Re: [PATCH] fuzz: add basic fuzz testing for git command

Junio C Hamano <gitster@xxxxxxxxx> · Tue, 13 Sep 2022 09:13:32 -0700

"Arthur Chan via GitGitGadget" <gitgitgadget@xxxxxxxxx> writes:

>  .gitignore        |   2 +
>  Makefile          |   2 +
>  fuzz-cmd-base.c   | 117 ++++++++++++++++++++++++++++++++++++++++++++++
>  fuzz-cmd-base.h   |  13 ++++++
>  fuzz-cmd-status.c |  68 +++++++++++++++++++++++++++
>  5 files changed, 202 insertions(+)
>  create mode 100644 fuzz-cmd-base.c
>  create mode 100644 fuzz-cmd-base.h
>  create mode 100644 fuzz-cmd-status.c

Just like we have t/ hierarchy for testing, if we plan to add more
fuzz-* related things on top of what we already have (like those
that can be seen in the context of this patch), I would prefer to
see a creation of fuzz/ hierarchy and move existing stuff there as
the first step before adding more.

And more fuzzing is good, if we can afford it ;-)

Thanks.

Even though I am not taking this patch as-is, let's give a cursory
look to make sure the future iteration can be more reviewable by
pointing out various CodingGuidelines issues.

> diff --git a/fuzz-cmd-base.c b/fuzz-cmd-base.c
> new file mode 100644
> index 00000000000..98f05c78372
> --- /dev/null
> +++ b/fuzz-cmd-base.c
> @@ -0,0 +1,117 @@
> +#include "cache.h"

Good to have this as the first thing.

> +#include "fuzz-cmd-base.h"
> +
> +
> +/*
> + * This function is used to randomize the content of a file with the
> + * random data. The random data normally come from the fuzzing engine
> + * LibFuzzer in order to create randomization of the git file worktree
> + * and possibly messing up of certain git config file to fuzz different
> + * git command execution logic.
> + */
> +void randomize_git_file(char *dir, char *name, char *data_chunk, int data_size) {

Unlike other control structure with multiple statements in a block,
the surrounding braces {} around function block sit on their own
lines.  I.e.

    void randomize_git_file(char *dir, char *name, char *data_chunk, int data_size)
    {

> +   char fname[256];

In our codebase, tab-width is 8 and we indent with tabs.

Use <strbuf.h> and avoid snprintf(), e.g.

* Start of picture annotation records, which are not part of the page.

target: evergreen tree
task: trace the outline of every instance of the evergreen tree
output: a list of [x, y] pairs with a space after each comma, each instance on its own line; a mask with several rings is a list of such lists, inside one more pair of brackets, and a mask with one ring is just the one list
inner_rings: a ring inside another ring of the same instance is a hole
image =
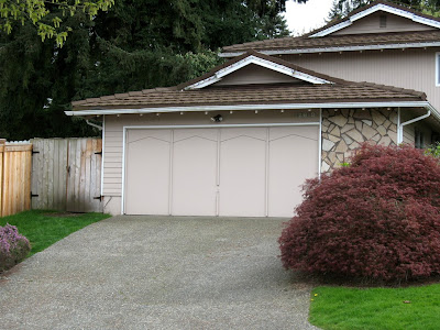
[[[440, 10], [440, 0], [388, 0], [388, 1], [429, 14], [436, 14]], [[333, 0], [333, 4], [329, 13], [329, 21], [344, 18], [353, 10], [356, 10], [372, 2], [374, 2], [374, 0]]]
[[[16, 25], [0, 33], [0, 138], [97, 134], [64, 114], [72, 100], [199, 76], [220, 63], [221, 46], [288, 35], [284, 6], [284, 0], [119, 0], [91, 21], [81, 12], [65, 19], [72, 32], [63, 47], [42, 42], [31, 22]], [[57, 10], [45, 19], [61, 15]]]

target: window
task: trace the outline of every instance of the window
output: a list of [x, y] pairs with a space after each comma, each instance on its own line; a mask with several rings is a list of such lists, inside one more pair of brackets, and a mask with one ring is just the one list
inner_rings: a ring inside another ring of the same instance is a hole
[[436, 53], [436, 86], [440, 86], [440, 53]]
[[380, 28], [386, 28], [386, 15], [380, 15], [378, 16], [378, 26]]

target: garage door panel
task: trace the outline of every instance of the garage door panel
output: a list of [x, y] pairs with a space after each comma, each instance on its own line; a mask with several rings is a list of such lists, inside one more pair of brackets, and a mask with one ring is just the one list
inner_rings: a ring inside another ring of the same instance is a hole
[[270, 141], [295, 135], [318, 141], [318, 127], [279, 127], [270, 129]]
[[[317, 128], [308, 128], [318, 133]], [[284, 132], [283, 132], [284, 131]], [[271, 129], [268, 160], [268, 216], [292, 217], [302, 200], [300, 186], [318, 174], [318, 143], [314, 139], [298, 136], [298, 128]], [[284, 138], [279, 138], [283, 136]], [[314, 134], [308, 134], [312, 136]]]
[[221, 129], [220, 130], [220, 141], [228, 141], [238, 138], [250, 138], [261, 141], [266, 141], [267, 129], [266, 128], [237, 128], [237, 129]]
[[239, 136], [227, 132], [229, 139], [220, 144], [219, 215], [264, 217], [266, 142], [250, 138], [264, 130], [243, 131]]
[[215, 141], [200, 138], [210, 134], [196, 134], [174, 144], [172, 212], [176, 216], [216, 216], [217, 134]]
[[319, 127], [128, 130], [125, 213], [292, 217]]
[[[140, 134], [131, 134], [129, 136]], [[125, 213], [168, 215], [170, 140], [163, 131], [150, 131], [148, 136], [133, 139], [127, 145]], [[158, 139], [157, 139], [158, 138]]]
[[174, 142], [179, 142], [182, 140], [200, 138], [217, 143], [218, 130], [212, 129], [185, 129], [185, 130], [174, 130]]
[[169, 130], [128, 130], [127, 142], [140, 142], [145, 139], [161, 140], [164, 142], [172, 142], [172, 134]]

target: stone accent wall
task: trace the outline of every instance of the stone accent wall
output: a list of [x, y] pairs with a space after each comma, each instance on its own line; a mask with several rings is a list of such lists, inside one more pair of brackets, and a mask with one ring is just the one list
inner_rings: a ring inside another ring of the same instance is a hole
[[397, 143], [397, 111], [387, 109], [322, 109], [321, 172], [339, 167], [360, 143]]

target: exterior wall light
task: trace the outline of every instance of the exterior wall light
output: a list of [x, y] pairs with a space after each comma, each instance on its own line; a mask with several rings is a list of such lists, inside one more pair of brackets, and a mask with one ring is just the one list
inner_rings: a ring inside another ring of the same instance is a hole
[[217, 114], [215, 117], [211, 117], [211, 121], [221, 122], [221, 121], [223, 121], [223, 117], [221, 114]]

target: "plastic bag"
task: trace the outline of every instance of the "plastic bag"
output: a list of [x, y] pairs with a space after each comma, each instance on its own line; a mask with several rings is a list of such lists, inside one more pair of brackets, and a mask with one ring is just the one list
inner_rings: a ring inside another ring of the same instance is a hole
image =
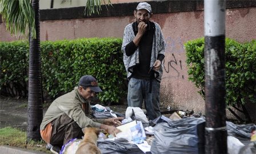
[[127, 140], [122, 139], [119, 140], [98, 140], [98, 147], [102, 154], [144, 153], [136, 144], [129, 143]]
[[139, 107], [128, 107], [125, 112], [125, 117], [128, 119], [133, 114], [133, 109], [134, 111], [135, 116], [136, 120], [138, 121], [141, 121], [142, 123], [142, 125], [144, 127], [148, 127], [149, 120], [147, 120], [147, 116], [143, 112], [142, 110]]
[[161, 123], [154, 127], [152, 153], [204, 153], [203, 118], [186, 118]]
[[[254, 124], [237, 125], [226, 121], [228, 153], [256, 153], [256, 141], [251, 141], [252, 130], [256, 129]], [[234, 148], [235, 147], [235, 148]]]

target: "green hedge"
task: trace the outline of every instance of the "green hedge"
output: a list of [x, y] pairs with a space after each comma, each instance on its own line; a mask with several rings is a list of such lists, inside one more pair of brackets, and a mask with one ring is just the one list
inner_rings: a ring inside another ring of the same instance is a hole
[[[204, 39], [185, 44], [189, 80], [205, 98]], [[226, 39], [226, 103], [227, 106], [256, 103], [256, 40], [239, 43]]]
[[[98, 95], [101, 101], [118, 102], [126, 90], [121, 44], [117, 38], [41, 42], [44, 92], [55, 98], [71, 91], [87, 74], [98, 79], [103, 91]], [[27, 81], [28, 53], [27, 42], [0, 42], [1, 87]]]

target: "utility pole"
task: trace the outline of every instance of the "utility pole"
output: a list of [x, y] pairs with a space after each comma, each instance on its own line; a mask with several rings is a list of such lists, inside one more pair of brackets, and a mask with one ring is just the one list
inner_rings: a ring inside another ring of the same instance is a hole
[[205, 0], [205, 153], [227, 153], [226, 128], [226, 1]]

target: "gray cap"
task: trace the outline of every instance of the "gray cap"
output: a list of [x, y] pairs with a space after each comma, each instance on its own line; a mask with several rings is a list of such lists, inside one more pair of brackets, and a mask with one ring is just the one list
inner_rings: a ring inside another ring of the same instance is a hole
[[102, 92], [101, 89], [98, 86], [98, 82], [96, 79], [91, 75], [84, 75], [79, 80], [79, 86], [82, 87], [87, 87], [96, 92]]
[[137, 7], [136, 7], [136, 10], [138, 10], [141, 9], [146, 9], [149, 11], [149, 13], [151, 13], [151, 5], [147, 2], [140, 2], [138, 5]]

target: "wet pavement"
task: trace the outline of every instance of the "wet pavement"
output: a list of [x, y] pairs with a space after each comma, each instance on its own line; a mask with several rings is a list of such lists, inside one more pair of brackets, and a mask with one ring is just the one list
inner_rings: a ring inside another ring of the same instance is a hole
[[[1, 98], [0, 99], [0, 128], [11, 126], [26, 131], [27, 127], [27, 100], [26, 99], [17, 99], [10, 98]], [[113, 111], [125, 115], [127, 108], [126, 105], [109, 106]], [[47, 108], [43, 109], [43, 115]], [[142, 108], [146, 113], [146, 110]], [[162, 108], [164, 115], [171, 114], [171, 111]]]

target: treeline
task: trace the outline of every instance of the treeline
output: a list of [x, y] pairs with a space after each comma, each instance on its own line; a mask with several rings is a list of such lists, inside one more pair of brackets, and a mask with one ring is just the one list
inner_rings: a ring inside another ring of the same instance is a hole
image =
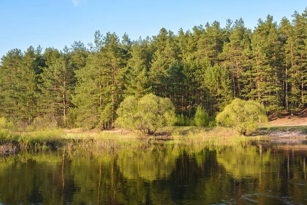
[[187, 118], [198, 105], [214, 116], [234, 98], [295, 111], [306, 100], [307, 9], [293, 17], [277, 24], [268, 15], [253, 31], [240, 18], [133, 41], [97, 31], [88, 47], [62, 51], [12, 50], [0, 64], [0, 116], [106, 129], [126, 96], [149, 93], [170, 99]]

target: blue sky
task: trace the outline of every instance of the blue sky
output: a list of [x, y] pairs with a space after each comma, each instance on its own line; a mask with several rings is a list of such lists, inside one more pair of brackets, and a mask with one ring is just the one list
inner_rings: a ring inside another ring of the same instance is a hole
[[62, 49], [74, 41], [93, 41], [95, 31], [127, 33], [131, 39], [157, 35], [165, 27], [175, 33], [195, 25], [242, 17], [253, 29], [268, 14], [278, 22], [301, 13], [307, 2], [279, 0], [0, 0], [0, 56], [9, 50], [26, 50], [40, 45], [43, 49]]

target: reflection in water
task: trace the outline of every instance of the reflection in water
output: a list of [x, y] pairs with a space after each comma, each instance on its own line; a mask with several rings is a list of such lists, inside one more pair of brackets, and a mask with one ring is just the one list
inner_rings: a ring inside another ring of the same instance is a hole
[[249, 145], [195, 153], [165, 142], [99, 156], [3, 157], [0, 203], [307, 203], [307, 145]]

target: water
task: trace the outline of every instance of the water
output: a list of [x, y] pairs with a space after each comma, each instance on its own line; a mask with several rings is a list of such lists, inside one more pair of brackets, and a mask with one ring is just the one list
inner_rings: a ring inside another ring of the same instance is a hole
[[307, 204], [305, 144], [186, 149], [3, 157], [0, 203]]

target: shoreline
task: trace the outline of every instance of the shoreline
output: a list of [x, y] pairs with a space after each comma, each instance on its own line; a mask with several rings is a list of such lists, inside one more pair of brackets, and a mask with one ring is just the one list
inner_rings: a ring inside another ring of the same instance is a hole
[[257, 140], [282, 143], [300, 144], [307, 141], [307, 127], [260, 127], [251, 136], [244, 136], [229, 128], [172, 127], [160, 129], [153, 136], [140, 135], [127, 130], [101, 131], [81, 129], [56, 129], [15, 133], [0, 130], [0, 155], [20, 152], [58, 151], [63, 149], [85, 149], [91, 151], [123, 148], [137, 148], [150, 143], [174, 143], [197, 147], [203, 144], [215, 146], [235, 146]]

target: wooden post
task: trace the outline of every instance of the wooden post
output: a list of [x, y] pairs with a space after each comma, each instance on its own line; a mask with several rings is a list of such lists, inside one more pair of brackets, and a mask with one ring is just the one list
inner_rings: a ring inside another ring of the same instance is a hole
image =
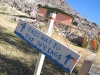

	struct strbuf fname = STRBUF_INIT;
	strbuf_addf(&fname, "%s/%s", dir, name);
	... use fname.buf ...
	strbuf_release(&fname);

> +   FILE *fp;
> +

Good that you leave a blank between the end of decl and the
beginning of the statements.

> +   snprintf(fname, 255, "%s/%s", dir, name);
> +
> +   fp = fopen(fname, "wb");
> +   if (fp) {
> +      fwrite(data_chunk, 1, data_size, fp);
> +      fclose(fp);
> +   }
> +}

Why doesn't this care about errors at all?  Not even fopen errors?

> +/*
> + * This function is the variants of the above functions which takes
> + * in a set of target files to be processed. These target file are

"... is a variant of the above function, which takes a set of ..."

> + * passing to the above function one by one for content rewrite.
> + */
> +void randomize_git_files(char *dir, char *name_set[], int files_count, char *data, int size) {
> +   int data_size = size / files_count;
> +
> +   for(int i=0; i<files_count; i++) {

We do not yet officially allow variable decl for for() statement
like this.  We'll start allowing it later this year but we are
waiting for oddball platform/compiler folks to scream right now.

IOW, we write the above more like so:

	int data_size = size / files_count;
	int i;

        for (i = 0; i < files_count; i++) {

Take also notice how we use whitespaces around non-unary operators.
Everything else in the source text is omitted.